Durante el largo receso de marzo, Cynthia ha estado llevando a Jonah al parque todos los días. Vivimos en Montreal, y todavía hay mucha nieve y lodo en el suelo. También ha hecho un frío anormal, pero los dos se visten con capas de ropa, se llevan tentempiés y cobijas y se pasan horas fuera. Las cosas se facilitan para todos nosotros cuando Jonah hace algo de ejercicio físico, y Cynthia dice que solo les hace falta salir de la casa un rato.
—¿Y qué hacen ustedes dos en el parque? —le pregunto a Cynthia cuando regresa cierta tarde.
—Es una sorpresa.
—Vamos. Estoy muy aburrido conmigo mismo.
—¿Tú?
—Sorpréndeme.
—Está bien. Quería que lo vieras en persona. Te iba a obligar a ir al parque mañana, pero mira esto.
Me pide que me siente en el sofá y me da su teléfono celular. Luego llama a gritos a Jonah, una y otra vez. Él viene corriendo y se detiene abrupta y desequilibradamente, deslizándose al estilo Charlie Chaplin. Nos lanza a cada uno una mirada, entre la desesperación y la frustración. Es nueva y preocupante. ¿Ahora qué? Solo quiere volver al video de YouTube que está viendo: Katy Perry cantando “Hot’n Cold”, y se siente frustrado porque lo estamos interrumpiendo. Me doy cuenta ahora de por qué no reconocí la mirada: es la del ceño fruncido de un preadolescente. No la ha perfeccionado aún, pero me tranquiliza saber que se está esforzando. “Le vamos a enseñar a papá lo que hemos estado haciendo”, dice Cynthia. Los tres nos apiñamos para poder ver juntos la pequeña pantalla de su teléfono.

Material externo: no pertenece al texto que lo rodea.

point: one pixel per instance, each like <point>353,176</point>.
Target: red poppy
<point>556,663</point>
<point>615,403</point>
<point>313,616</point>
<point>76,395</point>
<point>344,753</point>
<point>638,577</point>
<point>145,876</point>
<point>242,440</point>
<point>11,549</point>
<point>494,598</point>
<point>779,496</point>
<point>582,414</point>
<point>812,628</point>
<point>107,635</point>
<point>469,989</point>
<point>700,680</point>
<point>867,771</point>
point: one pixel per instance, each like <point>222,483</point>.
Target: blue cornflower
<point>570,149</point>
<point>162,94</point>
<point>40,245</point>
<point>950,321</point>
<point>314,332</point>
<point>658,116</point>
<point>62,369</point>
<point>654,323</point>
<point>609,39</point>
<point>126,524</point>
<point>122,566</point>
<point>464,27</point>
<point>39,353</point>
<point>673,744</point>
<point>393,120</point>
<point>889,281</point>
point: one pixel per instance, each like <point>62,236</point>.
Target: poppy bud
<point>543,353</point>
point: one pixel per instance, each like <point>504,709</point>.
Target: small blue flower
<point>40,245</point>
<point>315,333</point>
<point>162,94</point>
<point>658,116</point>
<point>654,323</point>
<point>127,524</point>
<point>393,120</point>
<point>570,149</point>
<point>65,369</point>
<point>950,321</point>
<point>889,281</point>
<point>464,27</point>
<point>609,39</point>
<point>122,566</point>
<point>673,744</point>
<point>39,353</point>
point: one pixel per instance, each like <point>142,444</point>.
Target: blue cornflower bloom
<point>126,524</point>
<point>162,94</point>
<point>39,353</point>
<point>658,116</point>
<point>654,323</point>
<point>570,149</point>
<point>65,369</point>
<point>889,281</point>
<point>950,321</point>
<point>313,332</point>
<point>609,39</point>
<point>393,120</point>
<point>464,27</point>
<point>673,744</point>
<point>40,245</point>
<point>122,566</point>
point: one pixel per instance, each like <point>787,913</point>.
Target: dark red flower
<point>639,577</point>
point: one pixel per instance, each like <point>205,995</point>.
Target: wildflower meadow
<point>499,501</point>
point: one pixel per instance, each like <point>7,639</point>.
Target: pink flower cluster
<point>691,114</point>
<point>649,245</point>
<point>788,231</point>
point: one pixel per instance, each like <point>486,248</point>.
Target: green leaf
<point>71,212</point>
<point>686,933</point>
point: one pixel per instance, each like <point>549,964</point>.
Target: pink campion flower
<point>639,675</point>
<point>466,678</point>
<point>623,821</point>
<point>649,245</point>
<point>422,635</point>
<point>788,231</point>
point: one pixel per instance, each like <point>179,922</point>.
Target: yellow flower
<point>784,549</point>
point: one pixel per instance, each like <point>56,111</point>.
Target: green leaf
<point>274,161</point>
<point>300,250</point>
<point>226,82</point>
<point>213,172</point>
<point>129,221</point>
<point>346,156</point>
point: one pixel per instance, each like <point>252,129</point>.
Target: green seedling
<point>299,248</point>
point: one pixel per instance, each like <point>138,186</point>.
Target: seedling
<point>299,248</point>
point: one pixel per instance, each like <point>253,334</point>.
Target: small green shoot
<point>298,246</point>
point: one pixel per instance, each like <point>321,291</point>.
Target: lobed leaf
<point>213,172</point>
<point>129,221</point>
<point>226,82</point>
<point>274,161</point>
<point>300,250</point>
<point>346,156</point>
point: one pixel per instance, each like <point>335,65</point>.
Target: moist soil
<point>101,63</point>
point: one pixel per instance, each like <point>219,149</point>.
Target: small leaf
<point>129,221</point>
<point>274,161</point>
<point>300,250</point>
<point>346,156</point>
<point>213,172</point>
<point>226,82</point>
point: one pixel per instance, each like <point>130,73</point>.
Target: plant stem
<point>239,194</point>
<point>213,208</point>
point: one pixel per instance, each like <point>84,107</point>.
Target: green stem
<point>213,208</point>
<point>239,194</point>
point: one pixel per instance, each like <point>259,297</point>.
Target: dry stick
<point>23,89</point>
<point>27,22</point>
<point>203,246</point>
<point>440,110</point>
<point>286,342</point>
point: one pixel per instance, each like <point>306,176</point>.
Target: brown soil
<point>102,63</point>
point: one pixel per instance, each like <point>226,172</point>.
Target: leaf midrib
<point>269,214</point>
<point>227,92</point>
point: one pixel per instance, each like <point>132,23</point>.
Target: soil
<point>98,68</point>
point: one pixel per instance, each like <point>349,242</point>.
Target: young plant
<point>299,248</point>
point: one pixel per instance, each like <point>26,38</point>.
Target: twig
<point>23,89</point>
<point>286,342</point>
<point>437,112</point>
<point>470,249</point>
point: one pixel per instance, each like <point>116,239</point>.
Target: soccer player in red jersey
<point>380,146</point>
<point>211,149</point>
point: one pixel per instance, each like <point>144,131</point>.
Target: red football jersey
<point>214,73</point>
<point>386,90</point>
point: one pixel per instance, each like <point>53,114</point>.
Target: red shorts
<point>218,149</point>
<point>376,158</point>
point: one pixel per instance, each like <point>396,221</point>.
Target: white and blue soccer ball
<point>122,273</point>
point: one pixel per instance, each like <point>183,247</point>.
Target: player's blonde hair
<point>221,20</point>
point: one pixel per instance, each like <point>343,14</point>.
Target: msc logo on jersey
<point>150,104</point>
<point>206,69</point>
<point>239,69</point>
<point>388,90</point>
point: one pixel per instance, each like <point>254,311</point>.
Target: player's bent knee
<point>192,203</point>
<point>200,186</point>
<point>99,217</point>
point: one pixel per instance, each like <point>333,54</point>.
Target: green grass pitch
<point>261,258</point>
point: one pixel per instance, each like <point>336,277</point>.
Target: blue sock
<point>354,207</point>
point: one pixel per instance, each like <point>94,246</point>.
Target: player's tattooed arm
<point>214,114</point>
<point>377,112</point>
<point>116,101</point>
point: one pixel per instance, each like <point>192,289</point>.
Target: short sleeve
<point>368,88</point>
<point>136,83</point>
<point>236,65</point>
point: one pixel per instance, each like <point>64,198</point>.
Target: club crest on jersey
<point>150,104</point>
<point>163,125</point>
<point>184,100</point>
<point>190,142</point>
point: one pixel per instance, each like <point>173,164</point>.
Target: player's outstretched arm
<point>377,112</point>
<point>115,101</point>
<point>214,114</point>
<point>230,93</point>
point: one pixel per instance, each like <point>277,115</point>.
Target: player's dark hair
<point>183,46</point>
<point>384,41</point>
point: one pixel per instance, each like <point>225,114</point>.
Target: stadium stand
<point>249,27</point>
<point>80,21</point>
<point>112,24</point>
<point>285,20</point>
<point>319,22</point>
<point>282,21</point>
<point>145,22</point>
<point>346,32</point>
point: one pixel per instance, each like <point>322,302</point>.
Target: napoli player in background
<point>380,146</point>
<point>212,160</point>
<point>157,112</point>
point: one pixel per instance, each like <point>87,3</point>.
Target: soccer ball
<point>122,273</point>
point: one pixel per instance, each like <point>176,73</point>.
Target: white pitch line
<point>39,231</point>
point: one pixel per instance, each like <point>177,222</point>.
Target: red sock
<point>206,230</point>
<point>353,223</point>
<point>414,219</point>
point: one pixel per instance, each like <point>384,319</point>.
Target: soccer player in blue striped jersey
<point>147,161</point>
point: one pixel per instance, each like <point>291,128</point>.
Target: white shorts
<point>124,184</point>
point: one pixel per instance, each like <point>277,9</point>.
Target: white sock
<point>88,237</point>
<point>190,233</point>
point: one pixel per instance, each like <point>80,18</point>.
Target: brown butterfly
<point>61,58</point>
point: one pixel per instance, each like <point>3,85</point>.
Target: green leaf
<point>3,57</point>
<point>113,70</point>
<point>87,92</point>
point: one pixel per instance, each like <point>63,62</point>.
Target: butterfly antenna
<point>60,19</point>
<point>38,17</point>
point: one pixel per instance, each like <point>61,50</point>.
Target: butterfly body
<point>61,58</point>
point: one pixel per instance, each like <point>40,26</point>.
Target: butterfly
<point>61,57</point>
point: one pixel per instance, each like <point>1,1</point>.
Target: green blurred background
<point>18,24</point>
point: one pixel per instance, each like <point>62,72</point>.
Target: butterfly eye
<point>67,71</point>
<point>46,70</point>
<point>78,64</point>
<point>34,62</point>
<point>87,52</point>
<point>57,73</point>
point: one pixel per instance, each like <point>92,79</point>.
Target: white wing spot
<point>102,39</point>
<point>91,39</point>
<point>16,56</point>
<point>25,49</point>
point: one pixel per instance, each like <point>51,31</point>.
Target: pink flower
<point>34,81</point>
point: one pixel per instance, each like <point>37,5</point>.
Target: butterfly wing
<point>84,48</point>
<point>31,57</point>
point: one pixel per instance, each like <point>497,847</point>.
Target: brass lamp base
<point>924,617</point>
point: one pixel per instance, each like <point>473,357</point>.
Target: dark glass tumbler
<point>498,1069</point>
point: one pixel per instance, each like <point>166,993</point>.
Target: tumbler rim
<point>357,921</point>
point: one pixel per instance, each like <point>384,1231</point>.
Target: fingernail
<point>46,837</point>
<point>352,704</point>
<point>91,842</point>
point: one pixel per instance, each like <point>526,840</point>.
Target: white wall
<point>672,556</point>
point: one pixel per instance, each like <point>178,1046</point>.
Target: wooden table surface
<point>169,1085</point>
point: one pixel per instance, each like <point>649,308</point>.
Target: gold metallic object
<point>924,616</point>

—Jonah, dile a papá quién es esa persona y dónde está.
—Es Jonah, en el parque —contesta, aún distraído.
Su madre lo mira y él dice:
—Soy yo en el parque.
Lo oigo cantar en el video antes de que pueda distinguir lo que está haciendo. Luego, lo veo moviéndose, hamacándose de un travesaño a otro. Debe de haber una docena en ese pasamanos. No lo hace con fluidez, pero avanza, lenta y deliberadamente. Lleva ropa de invierno y guantes, los cuales probablemente le dificulten incluso más la tarea. No obstante, si acaso siente la tensión, no lo manifiesta. Sus brazos están fuertes por todo lo que ha practicado en casa. Cynthia se acerca para una toma de primer plano, y es entonces cuando veo otra expresión desconocida en el rostro de mi hijo: la de una absoluta determinación. Luego observo mientras dos chicos, un poco mayores que Jonah, se le acercan por atrás en el pasamanos. No obstante que eso ya haya pasado, siento un nudo de preocupación en el pecho, como si estuviera yo con él, en este momento. No avanza con la suficiente rapidez. Casi le grito que se apresure. Sin embargo, los otros muchachos lo observan muy de cerca. También tararean una tonada que no acierto del todo a identificar. Cuando Jonah por fin llega al último travesaño y cae al suelo, los otros chicos caen con él y le dan palmaditas en la espalda.
—Esta es la primera vez que logró pasar por todos los travesaños, ¿verdad Jonah? —comenta Cynthia.
—Sí.
—Y, ¿quiénes son esos muchachos? —pregunto.
—Jonah, dile a papá quiénes son.
Cynthia me sonríe y me da un empujoncito con el hombro.
—Mis amigos del parque.
Muy bien. Entonces, quiero sus nombres, números telefónicos —fijos y celulares— direcciones de correo electrónico, cuentas de Twitter, todos sus datos. Cynthia toma mi mano y la aprieta.
Sin embargo, antes de que pueda hacerle otra pregunta a Jonah, desaparece, para volver a la computadora, como si nada de esto fuera del otro mundo.